Car dealers are worried that a repeat of the “Cash for Clunkers” scenario of delayed government payments will leave them waiting months for funds if they participate in the upcoming transferable EV tax credit program.
The government assures car dealers that EV tax credits will be paid to them promptly, but many remain skeptical, according to Automotive News.
The transferrable EV tax credit program is defined by Section 30D and Section 25E of the Inflation Reduction Act for new and used electric vehicles respectively. It allows qualifying EV purchasers to make the down payment to car dealers with their EV tax credit rather than cash, after which the dealers can obtain payment from the U.S. Treasury Department via an IRS Internet portal.
The transferable EV tax credit program will begin on January 1st, 2024, with Treasury Department assurances participating car dealers will “promptly receive payments for transferred credits.” The IRS portal enabling payments will be rolled out during the next several months, officials claim.
The “Cash for Clunkers” experience looms large in the recollection of many car dealers, however. Cascade Auto Group managing partner Michelle Primm noted “horror stories out there that dealers didn’t get paid for six months,” though her dealership received payment in one month. Other dealers reportedly have similar concerns.

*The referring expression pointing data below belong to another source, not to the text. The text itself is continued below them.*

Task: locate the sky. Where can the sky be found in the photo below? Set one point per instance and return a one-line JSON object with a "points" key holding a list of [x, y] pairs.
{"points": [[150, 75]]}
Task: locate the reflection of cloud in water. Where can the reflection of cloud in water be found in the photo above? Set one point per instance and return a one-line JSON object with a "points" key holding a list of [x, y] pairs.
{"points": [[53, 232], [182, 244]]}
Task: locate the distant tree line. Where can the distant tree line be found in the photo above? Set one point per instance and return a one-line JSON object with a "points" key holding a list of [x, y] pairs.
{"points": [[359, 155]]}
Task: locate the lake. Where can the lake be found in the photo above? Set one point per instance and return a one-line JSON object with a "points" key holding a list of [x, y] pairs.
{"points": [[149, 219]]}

Primm also noted “car dealers are asset rich and cash poor,” meaning it’s urgent to get payments to meet payroll and other bills. Another dealership owner, Mike DeSilva, told Automotive News “a fair repayment time would be within five to seven days.” However, dealers were eventually paid under “Cash for Clunkers” as well, and the program “did move a lot of metal” California New Car Dealers Association president Brian Maas observed.
Several differences between the current program and “Cash for Clunkers” might mitigate the risks for car dealers. The transferrable EV tax credit program is thoroughly developed while “Cash for Clunkers” was rushed out quickly. Additionally, lower EV sales volume is expected, reducing the risk of overloading the system. More limited EV sales also mean dealerships will have less money tied up in the program.

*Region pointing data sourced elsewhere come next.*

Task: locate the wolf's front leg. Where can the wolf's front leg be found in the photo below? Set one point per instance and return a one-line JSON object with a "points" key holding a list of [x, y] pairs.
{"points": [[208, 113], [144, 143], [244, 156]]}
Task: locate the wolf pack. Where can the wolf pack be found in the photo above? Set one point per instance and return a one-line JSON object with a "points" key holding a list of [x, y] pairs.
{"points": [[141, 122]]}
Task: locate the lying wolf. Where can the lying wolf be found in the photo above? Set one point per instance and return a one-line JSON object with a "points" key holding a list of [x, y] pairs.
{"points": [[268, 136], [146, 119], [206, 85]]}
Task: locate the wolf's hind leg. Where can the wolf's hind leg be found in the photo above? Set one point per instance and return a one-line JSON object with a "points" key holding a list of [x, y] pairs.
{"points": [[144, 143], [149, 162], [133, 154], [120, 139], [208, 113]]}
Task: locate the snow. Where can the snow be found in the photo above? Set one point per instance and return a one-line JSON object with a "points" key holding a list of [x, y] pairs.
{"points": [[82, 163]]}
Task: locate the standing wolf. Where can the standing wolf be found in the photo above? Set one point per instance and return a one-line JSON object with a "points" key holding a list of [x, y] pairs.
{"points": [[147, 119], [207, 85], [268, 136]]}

Meanwhile, GM is aggressively pursuing the EV transition and its plans to globally launch 30 new EVs globally by 2025. The automaker plans to have EVs in the best-selling third of automotive segments by then and is strengthening its capacity to make enough GM Ultium battery units for its ambitious goals by investing in cathode active material (CAM) plants and affordable iron-based CAM research.
The General also counters rumors that it will need a smaller workforce for EVs, noting it plans to hire more workers next year and expects payroll size to be “very similar” to ICE assembly lines even after the EV transition is complete.